Coverage of artificial intelligence has reached fever pitch and now one academic suggests it might become a “duty” for boards to use AI in their decision making.
The conclusion comes from legal scholar Floris Mertens, based at the University of Ghent, after surveying legal systems around the world. Mertens’ conclusion comes as part of an intense background discussion of how AI, or “robots”, could fit into boardroom deliberations.
“Considering that the analytical capabilities of AI may be superior to those of humans for a number of specific tasks, the ubiquitous expectation for directors to act on a well-informed basis may very well evolve into the duty to rely on the output of AI,” writes Mertens.
The “duty” speculation comes at a time when AI appears to be making headlines nearly every day. This week the law firm Allen & Overy said it was introducing AI to write contracts and letters to clients; AI has been used to voice a song by headlining DJ David Guetta, the chancellor Jeremy Hunt used ChatGPT, AI software, to compose part of a recent speech. The world was impressed.
Though not everyone. Stocks in Google fell after its AI chatbot produced incorrect information, and musician and artist Nick Cave described lyrics, drafted by ChatGPT after his own style, as a “grotesque mockery of what it is to be human”.
Mertens is far from considering AI “grotesque” but he does believe the chances of AI becoming a full-blown boardroom decision maker are slim given most legal systems require directors to be “natural” persons and not an endless stream of code flashing around a processor.

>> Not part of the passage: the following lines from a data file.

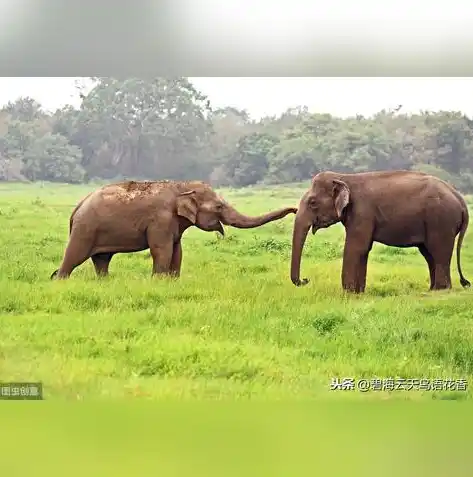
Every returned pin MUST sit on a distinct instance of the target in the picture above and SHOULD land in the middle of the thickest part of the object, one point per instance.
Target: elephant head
(320, 207)
(202, 207)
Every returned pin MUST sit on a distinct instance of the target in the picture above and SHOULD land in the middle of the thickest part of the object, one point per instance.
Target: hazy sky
(267, 96)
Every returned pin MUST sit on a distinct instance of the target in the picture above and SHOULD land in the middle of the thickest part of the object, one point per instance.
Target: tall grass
(233, 325)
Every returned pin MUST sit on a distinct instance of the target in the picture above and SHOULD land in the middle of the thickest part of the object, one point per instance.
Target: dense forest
(164, 128)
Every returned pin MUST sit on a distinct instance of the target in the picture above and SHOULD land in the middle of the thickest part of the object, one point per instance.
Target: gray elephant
(396, 208)
(134, 216)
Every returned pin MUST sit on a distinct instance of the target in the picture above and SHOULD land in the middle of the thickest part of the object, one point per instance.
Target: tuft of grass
(233, 325)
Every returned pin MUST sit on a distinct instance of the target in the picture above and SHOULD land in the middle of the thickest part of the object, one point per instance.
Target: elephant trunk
(235, 219)
(299, 235)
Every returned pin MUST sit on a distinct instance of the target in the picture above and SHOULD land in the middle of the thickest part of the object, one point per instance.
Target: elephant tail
(463, 281)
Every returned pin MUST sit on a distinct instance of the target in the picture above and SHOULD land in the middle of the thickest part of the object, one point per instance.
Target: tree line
(164, 128)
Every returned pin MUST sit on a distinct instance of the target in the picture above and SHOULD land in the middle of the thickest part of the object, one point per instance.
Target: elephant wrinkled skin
(134, 216)
(395, 208)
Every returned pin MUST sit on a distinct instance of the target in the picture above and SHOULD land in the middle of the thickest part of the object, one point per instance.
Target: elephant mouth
(321, 225)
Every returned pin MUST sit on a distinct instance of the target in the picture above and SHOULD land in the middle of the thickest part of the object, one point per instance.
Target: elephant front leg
(176, 260)
(355, 262)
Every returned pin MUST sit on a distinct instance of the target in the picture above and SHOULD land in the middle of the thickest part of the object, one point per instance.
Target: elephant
(132, 216)
(396, 208)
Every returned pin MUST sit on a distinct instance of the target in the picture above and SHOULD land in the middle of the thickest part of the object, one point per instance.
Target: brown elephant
(395, 208)
(134, 216)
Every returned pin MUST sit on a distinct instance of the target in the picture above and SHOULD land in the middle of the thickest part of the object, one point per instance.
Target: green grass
(233, 326)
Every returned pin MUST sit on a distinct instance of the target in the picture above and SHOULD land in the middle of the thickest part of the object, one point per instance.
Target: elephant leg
(430, 262)
(355, 260)
(101, 263)
(161, 247)
(362, 269)
(441, 250)
(77, 252)
(176, 260)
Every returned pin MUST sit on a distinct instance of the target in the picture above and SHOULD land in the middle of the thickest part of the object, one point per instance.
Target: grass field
(233, 326)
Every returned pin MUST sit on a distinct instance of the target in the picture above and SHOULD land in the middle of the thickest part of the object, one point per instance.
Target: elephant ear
(187, 206)
(341, 195)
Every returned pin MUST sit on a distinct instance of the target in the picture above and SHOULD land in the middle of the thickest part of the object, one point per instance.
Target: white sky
(268, 96)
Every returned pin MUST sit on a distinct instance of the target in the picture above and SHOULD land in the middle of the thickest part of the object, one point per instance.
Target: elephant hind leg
(430, 262)
(77, 252)
(101, 263)
(441, 251)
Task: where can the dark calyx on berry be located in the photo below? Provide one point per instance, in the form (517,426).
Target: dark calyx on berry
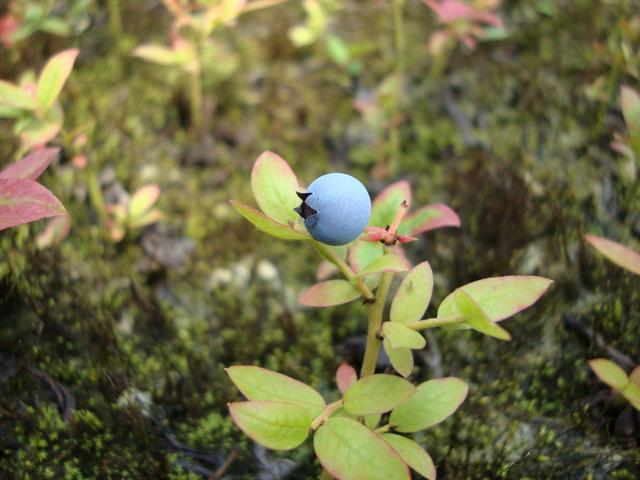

Some, however, see the merits of robots taking over as directors. According to some observers, AI will, in theory, offer better governance because algorithms provide consistent decision making; robots don’t suffer from conflicts of interest (reducing agency costs); they can process vast quantities of data and work long hours. They could also reduce litigation costs and counter groupthink. Skills and expertise can just be programmed in.
That all sounds attractive. But given pressure on business to apply “stakeholder” governance and societal values, it might be more difficult than it seems for robots to consider the fine balances needed in decision making (we’ve all seen the movies).

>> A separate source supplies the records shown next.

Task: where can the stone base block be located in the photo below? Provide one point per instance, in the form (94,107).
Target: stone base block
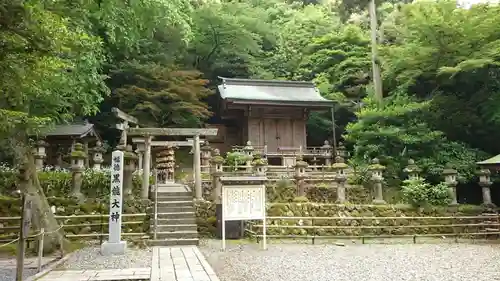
(110,249)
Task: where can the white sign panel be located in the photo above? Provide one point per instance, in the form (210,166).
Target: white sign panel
(244,202)
(115,196)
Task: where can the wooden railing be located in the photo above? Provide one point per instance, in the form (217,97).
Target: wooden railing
(459,227)
(11,225)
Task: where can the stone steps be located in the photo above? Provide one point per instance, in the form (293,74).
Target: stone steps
(173,242)
(176,218)
(176,215)
(177,227)
(184,234)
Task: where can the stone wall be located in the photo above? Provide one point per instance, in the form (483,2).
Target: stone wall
(78,225)
(283,191)
(206,220)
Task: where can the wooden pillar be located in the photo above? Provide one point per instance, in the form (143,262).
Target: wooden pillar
(146,168)
(197,166)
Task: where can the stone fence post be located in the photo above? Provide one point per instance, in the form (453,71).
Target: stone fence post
(300,175)
(450,178)
(78,157)
(377,178)
(340,178)
(216,167)
(128,170)
(40,153)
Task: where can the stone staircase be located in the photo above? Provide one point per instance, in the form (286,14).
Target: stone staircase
(176,216)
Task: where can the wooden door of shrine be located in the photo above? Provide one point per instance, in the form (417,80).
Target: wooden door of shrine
(271,135)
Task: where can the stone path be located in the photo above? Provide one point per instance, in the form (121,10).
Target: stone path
(183,263)
(180,264)
(102,275)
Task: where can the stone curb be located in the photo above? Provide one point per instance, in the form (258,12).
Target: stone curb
(49,268)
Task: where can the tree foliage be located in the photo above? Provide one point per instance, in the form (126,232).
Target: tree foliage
(160,59)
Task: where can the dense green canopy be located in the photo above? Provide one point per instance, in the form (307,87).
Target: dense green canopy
(159,60)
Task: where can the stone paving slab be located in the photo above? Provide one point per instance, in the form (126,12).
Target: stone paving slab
(185,263)
(97,275)
(28,262)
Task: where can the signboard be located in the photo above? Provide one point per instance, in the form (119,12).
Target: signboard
(244,202)
(115,196)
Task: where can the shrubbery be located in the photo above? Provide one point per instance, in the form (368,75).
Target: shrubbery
(58,183)
(419,193)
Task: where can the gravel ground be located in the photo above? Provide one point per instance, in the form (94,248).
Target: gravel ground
(9,274)
(91,258)
(371,262)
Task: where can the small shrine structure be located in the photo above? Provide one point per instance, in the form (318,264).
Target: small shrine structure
(268,113)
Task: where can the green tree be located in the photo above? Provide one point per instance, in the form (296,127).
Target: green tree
(398,132)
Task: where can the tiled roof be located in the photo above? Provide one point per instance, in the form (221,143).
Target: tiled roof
(77,130)
(249,90)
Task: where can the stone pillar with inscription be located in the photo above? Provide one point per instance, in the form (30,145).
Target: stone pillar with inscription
(216,166)
(259,165)
(326,150)
(206,155)
(97,158)
(485,183)
(300,175)
(170,168)
(161,166)
(248,150)
(78,157)
(146,168)
(128,170)
(450,179)
(377,178)
(340,177)
(197,167)
(114,245)
(40,153)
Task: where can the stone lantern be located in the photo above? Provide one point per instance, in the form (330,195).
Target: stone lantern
(260,165)
(412,170)
(300,175)
(326,151)
(450,179)
(485,183)
(340,178)
(216,165)
(78,157)
(97,156)
(341,151)
(377,178)
(130,159)
(206,152)
(216,161)
(40,153)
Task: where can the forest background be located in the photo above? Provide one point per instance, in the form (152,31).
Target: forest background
(67,60)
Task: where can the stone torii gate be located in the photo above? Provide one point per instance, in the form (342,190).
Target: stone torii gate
(140,147)
(149,133)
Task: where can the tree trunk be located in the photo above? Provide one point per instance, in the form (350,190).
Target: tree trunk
(42,216)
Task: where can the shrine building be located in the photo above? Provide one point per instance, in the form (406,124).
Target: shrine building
(271,114)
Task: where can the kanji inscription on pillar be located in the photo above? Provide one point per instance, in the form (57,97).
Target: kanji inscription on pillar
(243,202)
(115,196)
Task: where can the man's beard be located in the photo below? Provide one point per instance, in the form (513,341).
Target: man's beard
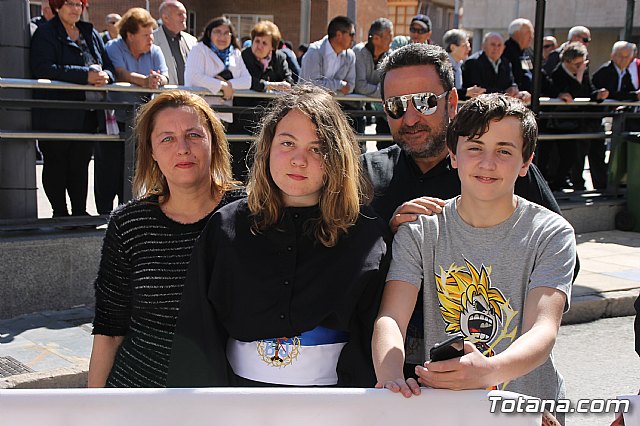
(434,144)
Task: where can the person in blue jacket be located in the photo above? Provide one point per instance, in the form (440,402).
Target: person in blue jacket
(68,49)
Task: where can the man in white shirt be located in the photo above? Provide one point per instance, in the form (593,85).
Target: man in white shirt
(330,62)
(174,42)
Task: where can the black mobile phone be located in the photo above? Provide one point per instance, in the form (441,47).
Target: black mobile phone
(453,347)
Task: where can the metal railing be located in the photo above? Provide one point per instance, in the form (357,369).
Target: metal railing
(607,108)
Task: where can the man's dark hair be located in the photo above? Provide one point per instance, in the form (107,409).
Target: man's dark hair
(339,23)
(475,116)
(572,51)
(419,54)
(379,26)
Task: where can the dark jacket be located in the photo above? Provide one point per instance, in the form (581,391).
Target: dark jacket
(477,70)
(521,64)
(278,70)
(606,77)
(55,56)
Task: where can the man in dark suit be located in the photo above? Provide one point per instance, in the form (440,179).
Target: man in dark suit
(487,69)
(615,75)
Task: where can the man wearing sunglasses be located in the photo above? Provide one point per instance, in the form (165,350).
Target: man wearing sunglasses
(417,88)
(419,32)
(516,52)
(577,33)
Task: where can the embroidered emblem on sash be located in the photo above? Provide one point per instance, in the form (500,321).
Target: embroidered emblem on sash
(279,352)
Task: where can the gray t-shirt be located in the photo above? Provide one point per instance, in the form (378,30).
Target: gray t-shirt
(476,280)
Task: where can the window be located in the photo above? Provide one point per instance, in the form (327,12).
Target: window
(35,9)
(244,23)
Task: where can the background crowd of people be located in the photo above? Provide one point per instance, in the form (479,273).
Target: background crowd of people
(135,48)
(307,187)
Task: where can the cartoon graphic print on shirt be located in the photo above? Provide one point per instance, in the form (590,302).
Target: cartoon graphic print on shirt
(469,304)
(279,352)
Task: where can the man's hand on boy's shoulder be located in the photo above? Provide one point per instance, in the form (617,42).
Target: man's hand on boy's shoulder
(473,370)
(409,210)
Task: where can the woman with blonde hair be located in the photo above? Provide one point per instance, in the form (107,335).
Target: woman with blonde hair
(283,287)
(182,176)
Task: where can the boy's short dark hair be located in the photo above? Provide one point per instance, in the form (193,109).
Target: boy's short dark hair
(474,118)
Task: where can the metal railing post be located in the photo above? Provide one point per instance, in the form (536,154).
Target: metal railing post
(18,190)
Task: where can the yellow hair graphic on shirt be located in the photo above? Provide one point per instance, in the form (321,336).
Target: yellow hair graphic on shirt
(470,305)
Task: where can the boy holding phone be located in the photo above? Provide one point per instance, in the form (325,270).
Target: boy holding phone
(494,267)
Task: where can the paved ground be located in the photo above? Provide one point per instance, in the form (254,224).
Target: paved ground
(55,346)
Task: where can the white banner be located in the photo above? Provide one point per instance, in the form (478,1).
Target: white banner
(252,406)
(632,417)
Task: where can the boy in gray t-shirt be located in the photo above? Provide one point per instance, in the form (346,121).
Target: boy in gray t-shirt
(494,267)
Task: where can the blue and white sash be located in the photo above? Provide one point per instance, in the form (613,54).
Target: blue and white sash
(306,360)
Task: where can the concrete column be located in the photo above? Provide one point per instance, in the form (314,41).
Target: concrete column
(305,21)
(17,158)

That said, Mertens points out Delaware case law already has a potential duty of AI delegation though he anticipates a “duty” cropping up elsewhere only when “data analysis is at the basis of a decision”.
Code of law
Even if a robot were permitted to be a director, there would be a question of how to resolve big legal issues, such as where liability resides for an AI decision. The board or the programmers?
Key legal questions still need to be resolved, which may require the regulation of “corporate purposes” for AI, embedding “rule-compliant behaviour” into code and a thorough going policy debate over the liability question.
Others have argued elsewhere that relatively “minor” changes in the law could clear the way for boardroom robots, while some note the introduction of AI would also need a change in company constitutions.
It’s also worth bearing in mind whether board directors are ready to work alongside AI. A recent survey by Brunel University found that directors feel there is “insufficient” work underway on AI ethics. That echoes previous assertions that AI presents new “ethical risks” and suggests board directors may not have a lot of faith in the current state of the technology to produce consistent and reliable decisions.
Martens says we may never see actual AI as board directors, but it may be a useful tool for board members. He also has a warning. A review of the law is “needed” as an important first step and to ensure “that novel corporate rules are not dictated by the quickly evolving AI technology, but based on calm reasoning”. And that, it has to be said, would be human reasoning. Good luck everybody.